I had the chance to go running but it was dark and cold and when it came down to it I didn't really wanna :( regret regret regret. Tomorrow!
I'm a little sore :0
What I've been wondering lately is what good has come from 2020? Everyone wants to complain about it, and there's lots to complain about, but what good, if any, has come as a direct result of our challenges?
I've had a particularly difficult year what with a half suicide attempt, a difficult break-up (we were all but engaged- seriously talking marriage and I'd tried on the ring), a difficult diagnosis of bipolar disorder that I'm still trying to sort out, and the uncertainty regarding significant memory loss and the fear that it'll be another major diagnosis- but also the fear that I might not ever know what's wrong. All that on top of COVID and the year we've all had- where is the good?
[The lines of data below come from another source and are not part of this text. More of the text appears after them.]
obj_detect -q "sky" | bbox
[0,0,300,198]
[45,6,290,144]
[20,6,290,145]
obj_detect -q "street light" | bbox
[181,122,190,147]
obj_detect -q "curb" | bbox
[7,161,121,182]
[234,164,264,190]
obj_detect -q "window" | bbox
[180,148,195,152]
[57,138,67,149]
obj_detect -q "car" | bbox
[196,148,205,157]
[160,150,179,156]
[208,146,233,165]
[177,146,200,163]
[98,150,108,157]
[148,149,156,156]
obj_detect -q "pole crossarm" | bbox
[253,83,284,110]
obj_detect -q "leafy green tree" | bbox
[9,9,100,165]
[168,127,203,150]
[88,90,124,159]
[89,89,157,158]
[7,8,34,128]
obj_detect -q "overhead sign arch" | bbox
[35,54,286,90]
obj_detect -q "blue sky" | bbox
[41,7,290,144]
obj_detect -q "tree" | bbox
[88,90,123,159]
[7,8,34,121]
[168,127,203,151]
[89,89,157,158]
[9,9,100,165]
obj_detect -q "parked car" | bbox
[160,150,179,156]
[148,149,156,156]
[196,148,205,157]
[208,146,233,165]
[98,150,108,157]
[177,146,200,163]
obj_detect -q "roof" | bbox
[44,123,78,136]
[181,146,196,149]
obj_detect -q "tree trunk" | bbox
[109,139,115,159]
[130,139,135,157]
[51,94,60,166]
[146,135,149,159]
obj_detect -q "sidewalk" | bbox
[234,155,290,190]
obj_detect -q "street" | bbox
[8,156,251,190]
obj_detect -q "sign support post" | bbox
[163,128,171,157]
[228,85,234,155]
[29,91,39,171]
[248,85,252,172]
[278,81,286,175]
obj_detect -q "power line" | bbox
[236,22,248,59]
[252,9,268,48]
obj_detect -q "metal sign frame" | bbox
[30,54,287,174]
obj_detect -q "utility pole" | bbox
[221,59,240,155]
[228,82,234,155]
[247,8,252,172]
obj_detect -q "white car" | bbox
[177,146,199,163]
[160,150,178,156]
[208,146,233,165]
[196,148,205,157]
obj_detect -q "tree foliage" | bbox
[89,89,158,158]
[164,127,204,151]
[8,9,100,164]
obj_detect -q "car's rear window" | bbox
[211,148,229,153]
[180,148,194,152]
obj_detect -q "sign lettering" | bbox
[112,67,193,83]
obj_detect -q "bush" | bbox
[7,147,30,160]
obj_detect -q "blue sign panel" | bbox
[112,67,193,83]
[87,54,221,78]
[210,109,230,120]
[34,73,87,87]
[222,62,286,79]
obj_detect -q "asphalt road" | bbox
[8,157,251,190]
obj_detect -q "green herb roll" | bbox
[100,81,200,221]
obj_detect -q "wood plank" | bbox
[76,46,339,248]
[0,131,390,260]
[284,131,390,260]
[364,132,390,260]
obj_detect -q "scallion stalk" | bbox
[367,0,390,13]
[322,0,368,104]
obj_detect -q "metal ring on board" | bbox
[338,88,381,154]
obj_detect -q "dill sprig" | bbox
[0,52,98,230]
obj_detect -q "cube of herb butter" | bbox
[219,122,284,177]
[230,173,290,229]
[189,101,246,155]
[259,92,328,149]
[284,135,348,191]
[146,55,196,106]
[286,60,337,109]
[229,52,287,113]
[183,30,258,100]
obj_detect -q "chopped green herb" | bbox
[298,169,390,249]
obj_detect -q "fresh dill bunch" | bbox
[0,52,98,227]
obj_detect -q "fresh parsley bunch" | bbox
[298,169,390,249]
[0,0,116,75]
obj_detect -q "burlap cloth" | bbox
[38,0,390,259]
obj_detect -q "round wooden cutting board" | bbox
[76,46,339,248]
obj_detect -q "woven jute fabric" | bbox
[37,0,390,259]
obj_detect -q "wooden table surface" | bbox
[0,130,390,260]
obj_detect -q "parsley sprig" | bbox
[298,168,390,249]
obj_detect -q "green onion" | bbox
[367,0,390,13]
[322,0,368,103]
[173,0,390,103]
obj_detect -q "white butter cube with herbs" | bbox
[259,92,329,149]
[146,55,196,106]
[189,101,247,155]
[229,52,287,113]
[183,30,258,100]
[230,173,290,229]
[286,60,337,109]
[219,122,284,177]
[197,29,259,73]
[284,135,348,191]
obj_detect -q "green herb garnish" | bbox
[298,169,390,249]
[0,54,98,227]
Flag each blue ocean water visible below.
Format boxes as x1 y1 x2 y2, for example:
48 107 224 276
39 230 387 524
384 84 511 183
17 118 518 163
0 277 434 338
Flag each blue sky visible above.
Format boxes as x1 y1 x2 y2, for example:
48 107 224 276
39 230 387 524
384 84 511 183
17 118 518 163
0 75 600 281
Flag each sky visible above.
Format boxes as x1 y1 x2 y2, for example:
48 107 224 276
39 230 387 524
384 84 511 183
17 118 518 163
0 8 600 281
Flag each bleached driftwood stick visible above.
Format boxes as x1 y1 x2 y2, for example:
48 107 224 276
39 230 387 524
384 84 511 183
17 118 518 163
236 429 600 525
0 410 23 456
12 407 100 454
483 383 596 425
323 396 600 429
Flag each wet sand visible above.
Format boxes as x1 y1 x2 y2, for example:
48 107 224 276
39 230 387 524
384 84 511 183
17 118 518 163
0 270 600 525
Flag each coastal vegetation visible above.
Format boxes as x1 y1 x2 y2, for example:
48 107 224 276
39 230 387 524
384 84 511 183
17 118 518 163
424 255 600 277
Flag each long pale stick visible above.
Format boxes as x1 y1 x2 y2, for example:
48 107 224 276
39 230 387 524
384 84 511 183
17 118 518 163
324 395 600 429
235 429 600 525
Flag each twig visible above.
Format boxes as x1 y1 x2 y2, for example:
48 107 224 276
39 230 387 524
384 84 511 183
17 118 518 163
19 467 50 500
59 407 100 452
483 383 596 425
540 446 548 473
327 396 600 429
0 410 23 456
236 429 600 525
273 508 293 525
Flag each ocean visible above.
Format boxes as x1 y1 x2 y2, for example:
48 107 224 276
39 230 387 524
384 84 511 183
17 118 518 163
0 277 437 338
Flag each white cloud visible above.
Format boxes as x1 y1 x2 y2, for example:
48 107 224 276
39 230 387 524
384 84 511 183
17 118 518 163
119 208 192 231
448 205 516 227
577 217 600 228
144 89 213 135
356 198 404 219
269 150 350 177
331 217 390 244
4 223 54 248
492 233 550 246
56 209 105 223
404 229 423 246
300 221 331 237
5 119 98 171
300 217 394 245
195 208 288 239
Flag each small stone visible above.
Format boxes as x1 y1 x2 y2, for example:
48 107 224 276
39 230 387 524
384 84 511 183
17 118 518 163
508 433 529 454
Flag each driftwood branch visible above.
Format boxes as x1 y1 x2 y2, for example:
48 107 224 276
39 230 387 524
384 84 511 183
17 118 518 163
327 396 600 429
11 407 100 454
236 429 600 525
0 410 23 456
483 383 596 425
One good thing is that it's brought me closer to my family. Another is that I've learned how to accept myself the way that I am- even when others don't. I've learned that what you think about yourself is directly related to your health. And I've learned that things aren't always black and white, that things can be both of the opposing sides at the same time.
And probably most importantly- 2020 has given me another chance at life. I get to start over and reset. I can take this time to recover and get back on my feet. The beginning of 2020 brought about destruction, but the end of it has brought healing and improvement.